In all this, there are some arguments advanced which come perilously close to hokum. The DoD is not renowned for accepting sub-standard merchandise, nor for wilful neglect of machinery, yet the manufacturers of some of those parts are curiously reluctant to consider as legitimate parts made by them for the military, to exactly the same standards and specifications as for identical civil-market parts. On the other hand, there are operators which seem to be wanting manufacturers to take responsibility (and liability) for anything which even vaguely resembles what those manufacturers once made, regardless of what modifications have been made by whom in the meantime.

This whole dispute has already become too emotional, and has spawned at least one extraordinary lawsuit in which a manufacturer could, in effect, be asked to prove that parts which it made for the DoD are not of acceptable quality.
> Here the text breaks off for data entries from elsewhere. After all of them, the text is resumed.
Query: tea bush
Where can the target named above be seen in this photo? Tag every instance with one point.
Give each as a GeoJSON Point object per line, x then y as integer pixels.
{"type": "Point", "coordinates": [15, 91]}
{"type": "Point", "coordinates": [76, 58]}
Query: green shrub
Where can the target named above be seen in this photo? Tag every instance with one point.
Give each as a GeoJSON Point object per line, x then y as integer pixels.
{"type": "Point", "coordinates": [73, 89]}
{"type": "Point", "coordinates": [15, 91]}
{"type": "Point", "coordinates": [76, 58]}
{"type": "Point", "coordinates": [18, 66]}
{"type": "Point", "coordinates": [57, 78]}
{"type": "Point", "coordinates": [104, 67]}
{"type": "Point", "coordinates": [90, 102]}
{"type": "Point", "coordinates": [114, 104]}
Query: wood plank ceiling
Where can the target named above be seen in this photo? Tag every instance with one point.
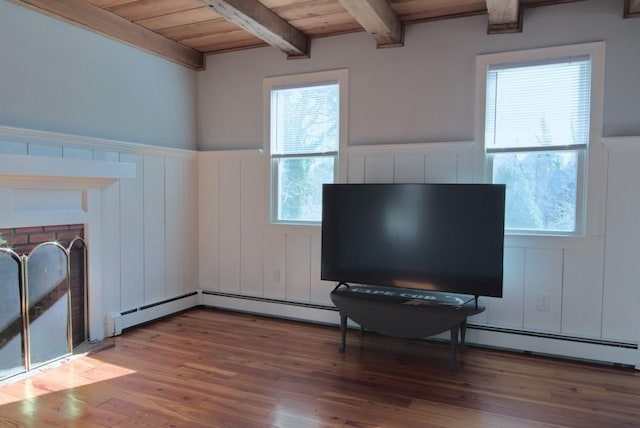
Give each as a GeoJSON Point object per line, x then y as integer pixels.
{"type": "Point", "coordinates": [185, 31]}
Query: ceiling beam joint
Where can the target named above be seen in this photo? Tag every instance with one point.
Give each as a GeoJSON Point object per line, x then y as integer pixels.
{"type": "Point", "coordinates": [378, 19]}
{"type": "Point", "coordinates": [258, 20]}
{"type": "Point", "coordinates": [505, 16]}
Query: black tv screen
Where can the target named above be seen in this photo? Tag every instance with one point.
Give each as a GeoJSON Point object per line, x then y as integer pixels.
{"type": "Point", "coordinates": [441, 237]}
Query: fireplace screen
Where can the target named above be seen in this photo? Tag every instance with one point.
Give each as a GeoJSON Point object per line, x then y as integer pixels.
{"type": "Point", "coordinates": [36, 308]}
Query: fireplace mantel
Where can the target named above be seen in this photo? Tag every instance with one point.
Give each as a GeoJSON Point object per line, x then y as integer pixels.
{"type": "Point", "coordinates": [86, 172]}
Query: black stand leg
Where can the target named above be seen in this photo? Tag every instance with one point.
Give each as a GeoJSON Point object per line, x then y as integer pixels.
{"type": "Point", "coordinates": [454, 347]}
{"type": "Point", "coordinates": [463, 334]}
{"type": "Point", "coordinates": [343, 332]}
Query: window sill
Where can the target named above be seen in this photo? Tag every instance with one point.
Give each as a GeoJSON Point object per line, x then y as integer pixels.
{"type": "Point", "coordinates": [295, 228]}
{"type": "Point", "coordinates": [551, 241]}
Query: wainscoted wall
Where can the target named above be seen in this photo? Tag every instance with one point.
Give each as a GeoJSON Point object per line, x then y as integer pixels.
{"type": "Point", "coordinates": [141, 230]}
{"type": "Point", "coordinates": [566, 296]}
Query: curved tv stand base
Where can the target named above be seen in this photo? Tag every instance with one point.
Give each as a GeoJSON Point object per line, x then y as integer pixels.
{"type": "Point", "coordinates": [403, 313]}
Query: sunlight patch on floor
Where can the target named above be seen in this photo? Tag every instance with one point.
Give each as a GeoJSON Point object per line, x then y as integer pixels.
{"type": "Point", "coordinates": [75, 374]}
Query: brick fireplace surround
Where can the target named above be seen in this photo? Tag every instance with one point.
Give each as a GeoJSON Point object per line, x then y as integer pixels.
{"type": "Point", "coordinates": [23, 239]}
Such disputes could destroy the essential mutual trust and respect between manufacturers, operators and regulators which distinguish the aviation sector from many other branches of commerce.

It is clear that attempts to sort the problem out (such as the imminent arrival of legislation requiring civilian operators of ex-military machines to have them certificated) are arousing more passion and hostility than agreement from some operators. There are calls from some quarters for the DoD to solve the problems (at least in the short term) by halting all disposals of helicopters and parts until a better system can be devised. That might stop the problem (if there is one) from getting any worse, but it will not make anything better.

The DoD and FAA need to agree as a matter of urgency just where their standards coincide, and then to agree jointly with manufacturers, repairers and operators on how that agreement should be applied and interpreted in dealing with real helicopters in the real world.